HSBC has not been hacked or had their email or other servers compromised. They are not sending the emails to you. They are just innocent victims in exactly the same way as every recipient of these emails.
What has happened is that the criminals sending these have registered various domains that look like genuine Company, Bank, Government or message sending services. Normally there is only newly registered domain that imitate Companies House, HMRC, another Government department, a Bank, file hosting service or a message sending service that can easily be confused with the genuine organisation in some way, that are hosted on & sending emails from 4 different servers.. Some days however we do see dozens or even hundreds of fake domains.

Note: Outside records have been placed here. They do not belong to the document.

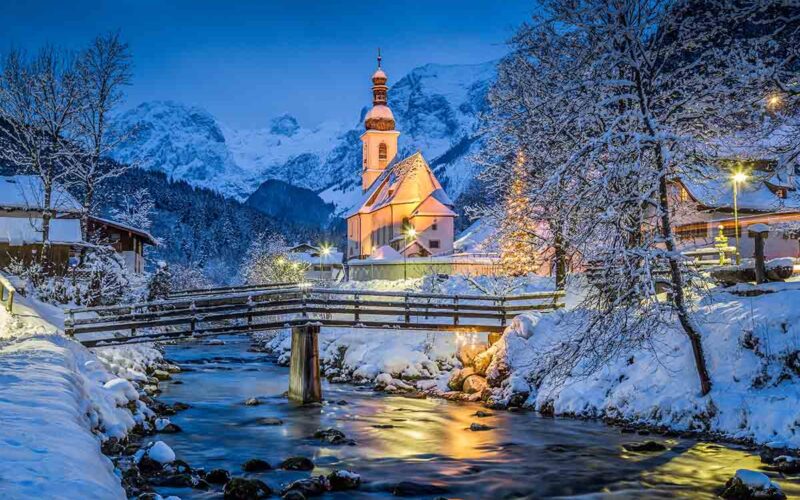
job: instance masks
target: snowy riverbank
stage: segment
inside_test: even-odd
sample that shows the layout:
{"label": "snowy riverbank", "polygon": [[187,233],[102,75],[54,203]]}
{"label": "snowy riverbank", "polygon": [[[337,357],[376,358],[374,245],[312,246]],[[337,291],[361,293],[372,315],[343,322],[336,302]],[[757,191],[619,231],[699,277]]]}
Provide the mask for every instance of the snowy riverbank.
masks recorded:
{"label": "snowy riverbank", "polygon": [[[20,298],[16,316],[0,311],[3,497],[125,498],[101,443],[124,437],[152,412],[113,366],[58,333],[47,306],[44,312],[36,306]],[[105,357],[135,378],[135,368],[156,351],[139,353],[144,357],[128,362],[119,353]]]}
{"label": "snowy riverbank", "polygon": [[[391,283],[380,285],[391,289]],[[465,357],[457,353],[466,343],[480,346],[474,353],[480,354],[486,350],[485,336],[324,328],[321,366],[333,381],[390,391],[417,390],[493,407],[524,406],[798,448],[800,284],[762,288],[773,293],[739,296],[718,289],[699,305],[696,317],[714,382],[707,397],[699,395],[691,350],[675,328],[661,332],[647,349],[627,352],[594,373],[581,373],[579,364],[566,378],[552,376],[546,353],[579,330],[585,312],[576,308],[518,317],[477,366],[470,361],[468,374],[462,372],[477,375],[469,394],[460,392],[465,377],[459,379],[457,370]],[[288,364],[288,331],[261,340]]]}

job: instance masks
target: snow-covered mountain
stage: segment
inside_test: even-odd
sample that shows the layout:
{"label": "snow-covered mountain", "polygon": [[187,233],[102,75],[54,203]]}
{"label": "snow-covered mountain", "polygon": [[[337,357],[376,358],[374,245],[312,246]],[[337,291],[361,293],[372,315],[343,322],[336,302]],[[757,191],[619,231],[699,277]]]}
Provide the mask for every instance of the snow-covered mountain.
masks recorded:
{"label": "snow-covered mountain", "polygon": [[[494,76],[493,62],[428,64],[397,80],[389,91],[401,132],[400,155],[422,151],[453,199],[475,177],[470,155],[480,147],[478,116],[486,109]],[[239,130],[197,107],[144,103],[117,120],[119,126],[135,127],[136,134],[113,156],[239,200],[277,179],[318,192],[340,213],[361,193],[359,136],[368,104],[366,97],[360,116],[348,120],[350,126],[329,122],[305,127],[291,115],[281,115],[264,128]]]}

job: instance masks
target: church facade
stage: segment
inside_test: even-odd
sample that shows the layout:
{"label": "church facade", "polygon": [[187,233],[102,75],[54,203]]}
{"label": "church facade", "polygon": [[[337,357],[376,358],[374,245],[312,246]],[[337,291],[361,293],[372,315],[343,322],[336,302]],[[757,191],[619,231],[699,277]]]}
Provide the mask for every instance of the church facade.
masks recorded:
{"label": "church facade", "polygon": [[363,196],[347,214],[347,258],[436,256],[453,251],[453,202],[420,152],[397,159],[386,73],[372,75],[372,109],[361,135]]}

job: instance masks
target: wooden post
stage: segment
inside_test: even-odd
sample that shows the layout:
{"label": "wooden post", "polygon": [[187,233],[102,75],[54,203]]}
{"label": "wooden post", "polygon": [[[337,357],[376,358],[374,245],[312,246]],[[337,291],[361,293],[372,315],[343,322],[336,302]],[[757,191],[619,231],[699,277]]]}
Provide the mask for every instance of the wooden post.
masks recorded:
{"label": "wooden post", "polygon": [[295,403],[322,401],[319,379],[319,325],[292,327],[292,356],[289,361],[289,400]]}
{"label": "wooden post", "polygon": [[764,246],[769,237],[769,226],[766,224],[753,224],[747,228],[747,235],[755,239],[753,257],[755,257],[756,283],[766,283],[767,266],[764,263]]}

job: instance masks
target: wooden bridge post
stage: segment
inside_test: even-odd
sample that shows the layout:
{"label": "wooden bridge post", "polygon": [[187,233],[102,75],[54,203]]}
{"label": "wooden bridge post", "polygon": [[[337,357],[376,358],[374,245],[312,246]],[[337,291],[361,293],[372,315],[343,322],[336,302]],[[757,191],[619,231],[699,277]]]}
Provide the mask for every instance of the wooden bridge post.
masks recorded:
{"label": "wooden bridge post", "polygon": [[296,403],[322,401],[319,378],[319,325],[292,327],[292,355],[289,362],[289,399]]}

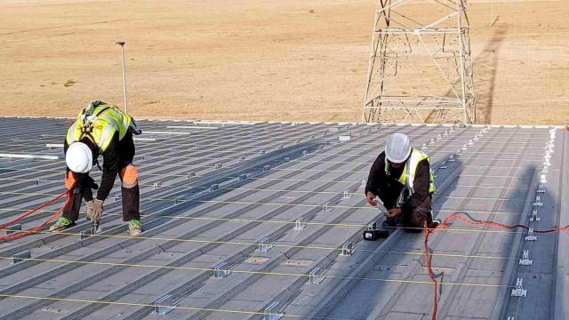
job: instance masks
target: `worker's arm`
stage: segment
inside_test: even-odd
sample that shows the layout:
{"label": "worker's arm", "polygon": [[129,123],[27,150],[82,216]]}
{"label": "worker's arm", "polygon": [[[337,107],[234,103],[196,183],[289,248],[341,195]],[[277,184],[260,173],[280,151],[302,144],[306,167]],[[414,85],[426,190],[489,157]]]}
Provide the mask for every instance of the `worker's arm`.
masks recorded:
{"label": "worker's arm", "polygon": [[382,182],[385,184],[385,152],[381,152],[372,164],[365,184],[365,198],[370,205],[375,205],[373,198],[380,194],[381,185]]}
{"label": "worker's arm", "polygon": [[411,206],[415,214],[427,217],[430,211],[430,164],[427,159],[417,164],[415,179],[413,183],[413,193],[411,197]]}
{"label": "worker's arm", "polygon": [[110,144],[102,153],[102,156],[103,174],[100,178],[100,186],[97,191],[97,199],[105,201],[113,188],[120,165],[118,132],[115,132]]}

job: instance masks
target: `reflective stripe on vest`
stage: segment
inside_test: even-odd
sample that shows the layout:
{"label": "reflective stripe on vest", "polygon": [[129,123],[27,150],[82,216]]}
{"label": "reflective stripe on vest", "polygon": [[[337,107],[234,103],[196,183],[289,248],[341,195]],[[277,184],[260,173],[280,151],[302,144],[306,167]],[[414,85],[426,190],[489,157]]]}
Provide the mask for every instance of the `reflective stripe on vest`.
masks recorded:
{"label": "reflective stripe on vest", "polygon": [[[97,115],[98,112],[105,108],[108,108],[108,109]],[[101,153],[105,152],[110,145],[115,132],[118,132],[118,140],[121,140],[124,138],[128,128],[132,124],[132,118],[116,106],[101,103],[93,109],[92,114],[97,115],[97,117],[91,126],[92,132],[87,134],[82,131],[84,112],[84,110],[79,112],[77,119],[68,130],[67,142],[69,145],[81,140],[84,136],[87,135],[91,140],[94,140],[93,142],[99,146]]]}
{"label": "reflective stripe on vest", "polygon": [[[425,159],[427,159],[427,161],[430,164],[430,157],[429,156],[427,156],[422,151],[419,151],[413,148],[411,151],[411,156],[405,163],[405,168],[403,168],[403,173],[399,177],[398,181],[401,182],[401,184],[407,186],[412,193],[413,192],[413,180],[415,180],[417,166],[419,165],[420,162]],[[385,158],[385,172],[388,173],[389,171],[389,163],[388,162],[388,158],[386,157]],[[430,182],[429,186],[429,193],[435,193],[435,189],[436,189],[435,177],[433,176],[432,170],[430,170],[430,165],[429,165],[429,180]]]}

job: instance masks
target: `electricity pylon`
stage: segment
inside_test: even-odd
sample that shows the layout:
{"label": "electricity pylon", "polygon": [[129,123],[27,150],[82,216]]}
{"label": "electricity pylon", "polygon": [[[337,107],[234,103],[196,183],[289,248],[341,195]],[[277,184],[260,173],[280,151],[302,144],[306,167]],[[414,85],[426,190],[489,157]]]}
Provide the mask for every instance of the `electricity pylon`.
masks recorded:
{"label": "electricity pylon", "polygon": [[466,0],[378,0],[363,120],[477,121]]}

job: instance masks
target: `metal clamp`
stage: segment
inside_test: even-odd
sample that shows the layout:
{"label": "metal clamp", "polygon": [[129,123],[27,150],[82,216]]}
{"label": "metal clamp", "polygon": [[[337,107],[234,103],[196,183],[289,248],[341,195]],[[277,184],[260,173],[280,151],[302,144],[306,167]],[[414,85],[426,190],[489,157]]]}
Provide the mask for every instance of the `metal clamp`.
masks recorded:
{"label": "metal clamp", "polygon": [[525,297],[527,296],[527,289],[522,287],[523,279],[517,278],[516,281],[516,288],[512,289],[512,297]]}

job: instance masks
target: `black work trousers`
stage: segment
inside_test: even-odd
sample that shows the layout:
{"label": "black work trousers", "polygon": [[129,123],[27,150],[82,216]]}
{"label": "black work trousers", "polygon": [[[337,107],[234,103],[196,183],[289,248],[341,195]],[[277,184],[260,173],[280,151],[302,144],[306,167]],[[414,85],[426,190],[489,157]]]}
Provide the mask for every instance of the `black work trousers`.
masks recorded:
{"label": "black work trousers", "polygon": [[[127,134],[119,142],[121,150],[120,156],[120,170],[119,172],[123,172],[127,165],[132,164],[134,158],[134,141],[132,140],[132,135]],[[63,209],[63,217],[76,221],[79,219],[79,211],[81,210],[81,203],[84,199],[85,201],[91,201],[93,199],[92,185],[88,181],[92,181],[89,177],[89,173],[82,175],[83,177],[77,180],[76,187],[71,190],[71,199],[69,199],[68,204]],[[123,181],[123,174],[119,173],[121,181]],[[138,180],[134,186],[127,186],[125,188],[124,183],[121,186],[121,196],[123,202],[123,221],[130,221],[132,220],[140,220],[140,191],[139,188]],[[104,213],[103,213],[104,215]]]}

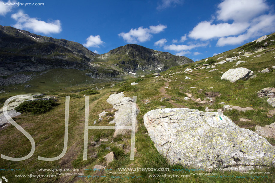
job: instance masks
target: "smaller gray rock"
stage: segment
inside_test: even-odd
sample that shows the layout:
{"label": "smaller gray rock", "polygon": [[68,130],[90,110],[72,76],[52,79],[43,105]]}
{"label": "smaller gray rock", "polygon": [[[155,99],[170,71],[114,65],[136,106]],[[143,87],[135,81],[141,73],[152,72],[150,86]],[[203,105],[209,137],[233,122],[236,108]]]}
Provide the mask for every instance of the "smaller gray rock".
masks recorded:
{"label": "smaller gray rock", "polygon": [[223,110],[226,111],[226,110],[232,110],[233,109],[230,107],[229,105],[225,105],[223,106]]}
{"label": "smaller gray rock", "polygon": [[275,98],[275,88],[265,88],[257,92],[258,97],[261,98],[267,97],[269,98]]}
{"label": "smaller gray rock", "polygon": [[97,152],[95,152],[92,154],[92,155],[89,156],[89,157],[92,159],[94,159],[97,157]]}
{"label": "smaller gray rock", "polygon": [[94,166],[94,169],[95,170],[103,170],[105,167],[102,165],[95,165]]}
{"label": "smaller gray rock", "polygon": [[275,98],[269,98],[267,100],[268,103],[274,108],[275,108]]}
{"label": "smaller gray rock", "polygon": [[116,159],[115,153],[113,151],[107,154],[106,156],[104,156],[104,158],[105,158],[107,164],[111,163]]}
{"label": "smaller gray rock", "polygon": [[262,70],[262,71],[259,71],[258,72],[261,72],[261,73],[268,73],[270,72],[270,71],[269,70],[269,69],[267,68],[266,69],[263,69],[263,70]]}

Today’s example of the spoofed domain is, as usual, registered via Godaddy as registrar. Because of new GDPR rules we cannot easily find the registrants name or any further details.
- hsbcbacs.co.uk hosted on & sending emails via 22.214.171.124| 126.96.36.199 |188.8.131.52| 184.108.40.206|
Continuing with the behaviour we have been seeing recently with the macros on these word docs. They are using an Active X control to start & run the macro, so it needs an extra couple of clicks from the victim to get infected. The control is different today. I can’t work out exactly what control ,is being used. You actually have to enable ActiveX content then close the word doc & re-open it for the macro to fire off while using anyrun. I am not sure if this is the same behaviour in a real computer or only in the VM.
The alternate Download location is http://mgvsales.net/ok.ko
The folder for the files & configs is: C:\Users\[User]\AppData\Roaming\sswvs
Both of the compromised websites being used to distribute the Trickbot binary are on the same server 220.127.116.11 Namecheap, so that possibly indicates a compromise on the server rather than individual sites being compromised
All modern versions of word and other office programs, that is 2010, 2013, 2016 and 365, should open all Microsoft office documents that is Word docs, Excel spreadsheet files and PowerPoint etc that are downloaded from the web or received in an email automatically in “protected view” that stops any embedded malware, macros and DDE “exploit /Feature” and embedded ole objects from being displayed and running. Make sure protected view is set in all office programs to protect you and your company from these sorts of attacks and do not over ride it to edit the document. If the protected mode bar appears when opening the document DO NOT follow the advice they give to enable macros or enable editing to see the content. The document will have a warning message, but you will be safe.
Be aware that there are a lot of other dodgy word docs spreading that WILL infect you with no action from you, if you are still using an out dated or vulnerable version of word. This is a good reason to update your office programs to a recent version and stop using office 2003 and 2007. Many of us have continued to use older versions of word and other office programs, because they are convenient, have the functions and settings we are used to and have never seen a need to update to the latest super-duper version.
The risks in using older version are now seriously outweighing the convenience, benefits and cost of keeping an old version going.
Please read our How to protect yourselves page for simple, sensible advice on how to avoid being infected by this sort of socially engineered malware. Also please read our post about word macro malware and how to avoid being infected by them
I strongly urge you to update your office software to the latest version and stop putting yourself at risk, using old out of date software.